17/12/04 11:27:16 ERROR SparkContext: Error initializing SparkContext.
org.apache.spark.SparkException: Yarn application has already ended! It might have been killed or unable to launch application master.
at org.apache.spark.scheduler.cluster.YarnClientSchedulerBackend.waitForApplication(YarnClientSchedulerBackend.scala:85)
at org.apache.spark.scheduler.cluster.YarnClientSchedulerBackend.start(YarnClientSchedulerBackend.scala:62)
at org.apache.spark.scheduler.TaskSchedulerImpl.start(TaskSchedulerImpl.scala:156)
at org.apache.spark.SparkContext.<init>(SparkContext.scala:509)
at org.apache.spark.api.java.JavaSparkContext.<init>(JavaSparkContext.scala:58)
at org.apache.beam.runners.spark.translation.SparkContextFactory.createSparkContext(SparkContextFactory.java:98)
at org.apache.beam.runners.spark.translation.SparkContextFactory.getSparkContext(SparkContextFactory.java:68)
at org.apache.beam.runners.spark.SparkRunner.run(SparkRunner.java:197)
at org.apache.beam.runners.spark.SparkRunner.run(SparkRunner.java:86)
at org.apache.beam.sdk.Pipeline.run(Pipeline.java:297)
at com.my.class.main(myclass.java:202)
at sun.reflect.NativeMethodAccessorImpl.invoke0(Native Method)

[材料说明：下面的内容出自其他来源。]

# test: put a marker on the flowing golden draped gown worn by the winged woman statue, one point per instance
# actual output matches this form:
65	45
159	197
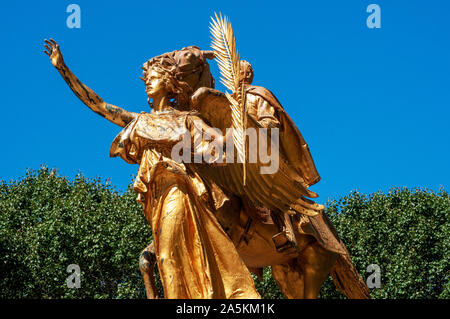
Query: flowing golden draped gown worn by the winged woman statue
195	257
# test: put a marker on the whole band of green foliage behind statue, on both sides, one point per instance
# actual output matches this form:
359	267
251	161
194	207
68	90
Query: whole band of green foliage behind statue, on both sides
48	222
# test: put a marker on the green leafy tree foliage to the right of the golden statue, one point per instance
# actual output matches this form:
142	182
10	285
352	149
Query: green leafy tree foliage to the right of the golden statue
405	232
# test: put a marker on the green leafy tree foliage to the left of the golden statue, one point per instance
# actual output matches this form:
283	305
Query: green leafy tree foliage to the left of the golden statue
48	223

at sun.reflect.NativeMethodAccessorImpl.invoke(NativeMethodAccessorImpl.java:62)
at sun.reflect.DelegatingMethodAccessorImpl.invoke(DelegatingMethodAccessorImpl.java:43)
at java.lang.reflect.Method.invoke(Method.java:498)

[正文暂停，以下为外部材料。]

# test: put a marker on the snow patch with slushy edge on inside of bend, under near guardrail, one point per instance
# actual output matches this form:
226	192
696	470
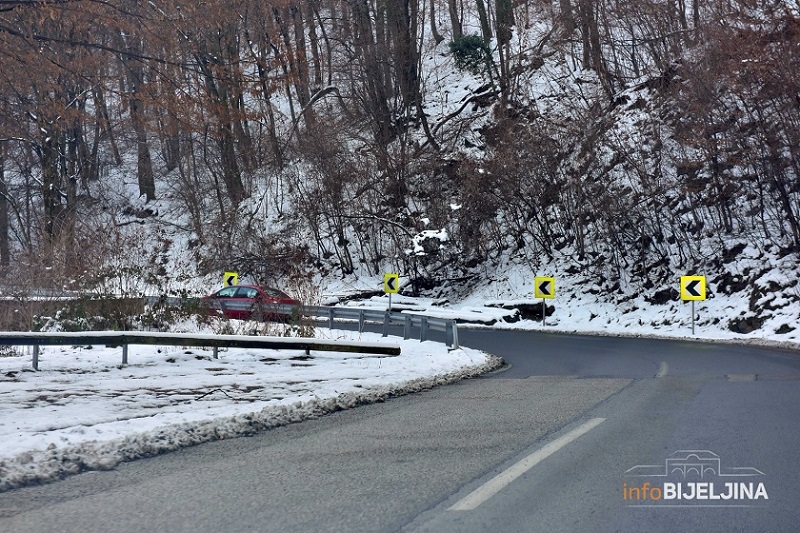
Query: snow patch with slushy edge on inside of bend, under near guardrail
83	410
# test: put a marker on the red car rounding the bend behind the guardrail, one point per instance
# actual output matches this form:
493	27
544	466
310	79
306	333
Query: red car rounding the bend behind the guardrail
251	302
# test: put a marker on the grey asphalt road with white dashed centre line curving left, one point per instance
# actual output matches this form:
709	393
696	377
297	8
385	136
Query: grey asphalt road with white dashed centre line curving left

at org.apache.spark.deploy.SparkSubmit$.org$apache$spark$deploy$SparkSubmit$$runMain(SparkSubmit.scala:738)
at org.apache.spark.deploy.SparkSubmit$.doRunMain(SparkSubmit.scala:187)
at org.apache.spark.deploy.SparkSubmit$.submit(SparkSubmit.scala:212)

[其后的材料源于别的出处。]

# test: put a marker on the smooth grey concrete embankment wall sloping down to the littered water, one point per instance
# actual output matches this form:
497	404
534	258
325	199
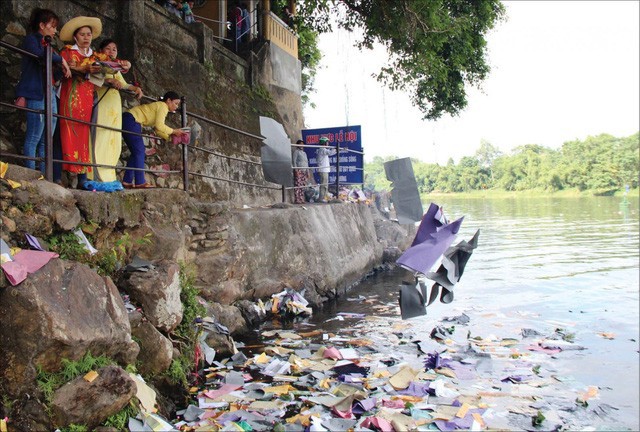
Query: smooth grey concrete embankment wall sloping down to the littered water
247	254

at org.apache.spark.deploy.SparkSubmit$.main(SparkSubmit.scala:126)
at org.apache.spark.deploy.SparkSubmit.main(SparkSubmit.scala)
17/12/04 11:27:16 WARN YarnSchedulerBackend$YarnSchedulerEndpoint: Attempted to request executors before the AM has registered!
17/12/04 11:27:16 WARN MetricsSystem: Stopping a MetricsSystem that is not running
Exception in thread "main" org.apache.spark.SparkException: Yarn application has already ended! It might have been killed or unable to launch application master.
at org.apache.spark.scheduler.cluster.YarnClientSchedulerBackend.waitForApplication(YarnClientSchedulerBackend.scala:85)
at org.apache.spark.scheduler.cluster.YarnClientSchedulerBackend.start(YarnClientSchedulerBackend.scala:62)
at org.apache.spark.scheduler.TaskSchedulerImpl.start(TaskSchedulerImpl.scala:156)
at org.apache.spark.SparkContext.<init>(SparkContext.scala:509)
at org.apache.spark.api.java.JavaSparkContext.<init>(JavaSparkContext.scala:58)
at org.apache.beam.runners.spark.translation.SparkContextFactory.createSparkContext(SparkContextFactory.java:98)
at org.apache.beam.runners.spark.translation.SparkContextFactory.getSparkContext(SparkContextFactory.java:68)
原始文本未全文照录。